Si tôt ces mots prononcés, Penny se leva, avança le long de l’allée centrale et fit face au portail et à l’ombre gigantesque qui en sortait. Le monstre tendit sa main vers elle en gémissant. Penny lui rendit son geste et s’écria : « KLAR ! »

Soudain, des liens sortirent du portail et se mirent à enlacer l’ombre, la stoppant dans sa course. La brume qui l’accompagnait semblait aussi réagir et commença à reculer lentement.

— Ça fonctionne ! s’écria-t-elle en laissant échapper un sourire de soulagement.

L’ombre continuait de lutter et d’hurler à la mort mais le portail se défendait de nouveau et sa magie semblait prendre le dessus. La bête entra dans un état de rage, elle se débattait avec fureur, se mit à marteler le sol et à tout détruire d’un revers de main. Les pierres se mirent à chuter de plus belle et l’édifice tout entier semblait sur le point de s’écrouler.

— Penny, il faut partir ! La salle est en train de s’écrouler !

— Tu as raison, le portail à l’air de bien se défendre. Fichons le camp d’ici !

Penny prit son ami sous son bras et l’aida à se relever, ils partirent en direction de la sortie de la salle lorsqu’un tentacule de fumée noire se saisit de Penny, la souleva du sol et l’attira en plein dans l’écran de fumée que dégageait l’ombre. Penny disparut, absorbée par l’entité qui hurla de nouveau à plein poumon.

— Penny ! hurla Lestrate resté au sol, désoeuvré et prit de cours.

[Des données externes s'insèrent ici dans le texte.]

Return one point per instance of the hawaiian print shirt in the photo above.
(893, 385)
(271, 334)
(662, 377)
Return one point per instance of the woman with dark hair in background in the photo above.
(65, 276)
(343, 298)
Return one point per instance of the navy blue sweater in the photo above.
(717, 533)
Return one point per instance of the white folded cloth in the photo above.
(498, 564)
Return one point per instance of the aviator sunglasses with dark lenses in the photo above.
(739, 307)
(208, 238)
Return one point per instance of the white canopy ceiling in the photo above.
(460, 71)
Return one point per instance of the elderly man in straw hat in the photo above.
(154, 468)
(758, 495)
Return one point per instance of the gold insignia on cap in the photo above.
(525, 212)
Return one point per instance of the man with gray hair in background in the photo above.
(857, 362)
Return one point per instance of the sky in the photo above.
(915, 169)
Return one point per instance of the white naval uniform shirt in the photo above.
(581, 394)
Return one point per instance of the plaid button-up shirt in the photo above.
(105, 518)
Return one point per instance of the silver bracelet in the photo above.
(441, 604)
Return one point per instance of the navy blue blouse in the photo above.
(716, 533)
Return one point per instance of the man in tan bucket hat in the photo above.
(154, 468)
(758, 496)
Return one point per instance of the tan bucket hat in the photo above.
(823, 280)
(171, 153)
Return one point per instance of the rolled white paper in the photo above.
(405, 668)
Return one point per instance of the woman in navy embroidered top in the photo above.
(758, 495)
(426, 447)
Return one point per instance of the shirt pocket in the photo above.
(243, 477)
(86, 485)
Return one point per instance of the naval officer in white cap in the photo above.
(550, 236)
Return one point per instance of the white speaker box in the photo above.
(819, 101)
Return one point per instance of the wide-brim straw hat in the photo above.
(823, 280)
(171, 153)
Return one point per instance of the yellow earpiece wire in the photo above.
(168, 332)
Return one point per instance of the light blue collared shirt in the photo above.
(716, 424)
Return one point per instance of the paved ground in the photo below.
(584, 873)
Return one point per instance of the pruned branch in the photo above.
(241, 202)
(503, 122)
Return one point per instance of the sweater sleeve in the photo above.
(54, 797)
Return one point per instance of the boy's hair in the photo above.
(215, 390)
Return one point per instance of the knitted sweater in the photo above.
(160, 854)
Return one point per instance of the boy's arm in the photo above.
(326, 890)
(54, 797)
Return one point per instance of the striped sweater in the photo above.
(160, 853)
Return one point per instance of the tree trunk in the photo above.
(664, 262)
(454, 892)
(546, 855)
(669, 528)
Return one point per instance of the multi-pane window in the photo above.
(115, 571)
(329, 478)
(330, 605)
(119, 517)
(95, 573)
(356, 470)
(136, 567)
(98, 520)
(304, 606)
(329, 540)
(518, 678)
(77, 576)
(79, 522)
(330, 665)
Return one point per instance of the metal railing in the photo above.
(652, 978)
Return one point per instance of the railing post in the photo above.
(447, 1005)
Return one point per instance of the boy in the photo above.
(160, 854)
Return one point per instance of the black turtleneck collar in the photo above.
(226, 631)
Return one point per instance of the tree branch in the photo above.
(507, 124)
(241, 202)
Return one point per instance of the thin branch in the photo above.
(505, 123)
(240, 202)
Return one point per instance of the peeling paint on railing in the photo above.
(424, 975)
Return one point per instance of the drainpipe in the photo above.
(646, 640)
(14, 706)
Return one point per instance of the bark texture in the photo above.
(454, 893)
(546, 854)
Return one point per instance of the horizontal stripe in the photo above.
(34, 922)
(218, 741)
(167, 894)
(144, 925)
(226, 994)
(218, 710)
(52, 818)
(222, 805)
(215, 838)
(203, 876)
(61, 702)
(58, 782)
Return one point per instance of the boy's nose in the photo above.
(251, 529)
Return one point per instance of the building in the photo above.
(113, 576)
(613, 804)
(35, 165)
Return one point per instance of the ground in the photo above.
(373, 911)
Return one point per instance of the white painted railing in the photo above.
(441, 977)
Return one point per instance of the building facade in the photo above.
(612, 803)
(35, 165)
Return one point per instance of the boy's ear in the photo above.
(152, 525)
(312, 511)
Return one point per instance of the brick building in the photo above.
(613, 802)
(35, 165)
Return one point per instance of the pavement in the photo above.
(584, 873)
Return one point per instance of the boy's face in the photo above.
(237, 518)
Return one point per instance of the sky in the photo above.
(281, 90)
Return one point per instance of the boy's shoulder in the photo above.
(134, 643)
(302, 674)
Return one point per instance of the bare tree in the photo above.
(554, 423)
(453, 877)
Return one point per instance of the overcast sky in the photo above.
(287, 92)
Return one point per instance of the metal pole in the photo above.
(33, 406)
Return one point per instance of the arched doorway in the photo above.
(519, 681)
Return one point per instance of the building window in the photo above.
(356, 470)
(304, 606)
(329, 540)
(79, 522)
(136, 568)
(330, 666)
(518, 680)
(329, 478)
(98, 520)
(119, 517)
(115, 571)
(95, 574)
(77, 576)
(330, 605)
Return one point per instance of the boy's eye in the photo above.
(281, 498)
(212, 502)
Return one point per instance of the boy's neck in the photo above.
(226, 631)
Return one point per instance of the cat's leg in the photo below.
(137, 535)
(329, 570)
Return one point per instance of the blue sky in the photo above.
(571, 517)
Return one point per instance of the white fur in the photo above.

Le portail maintenait son emprise sur la bête et elle était presque entièrement rentrée. L’immense porte se mit à rétrécir en laissa de nouveau échapper un doux murmure. Sa couleur se mit à changer et vacilla du bleu au vert en scintillant de plus en plus fort. L’ombre finit rapidement par se faire engloutir et laissa échapper un dernier râle qui s’atténua petit à petit. Le scintillement du portail cessa, comme pour marquer la fin du combat.

Le calme reprit vite sa place. Les cris et l’agitation présent quelques minutes auparavant ne sont désormais qu’un souvenir. Lestrate était seul, au milieu de cette immense salle à contempler le portail. Il tomba à genou, hurla le nom de son amie engloutie par la créature en espérant qu’elle l’entende. Il continua d’appeler Penny pendant plusieurs minutes jusqu’à faire face à l’évidence : son amie venait de mourir ce soir.

Lestrate joignit ses mains et entama une prière en hommage à Marx et Penny.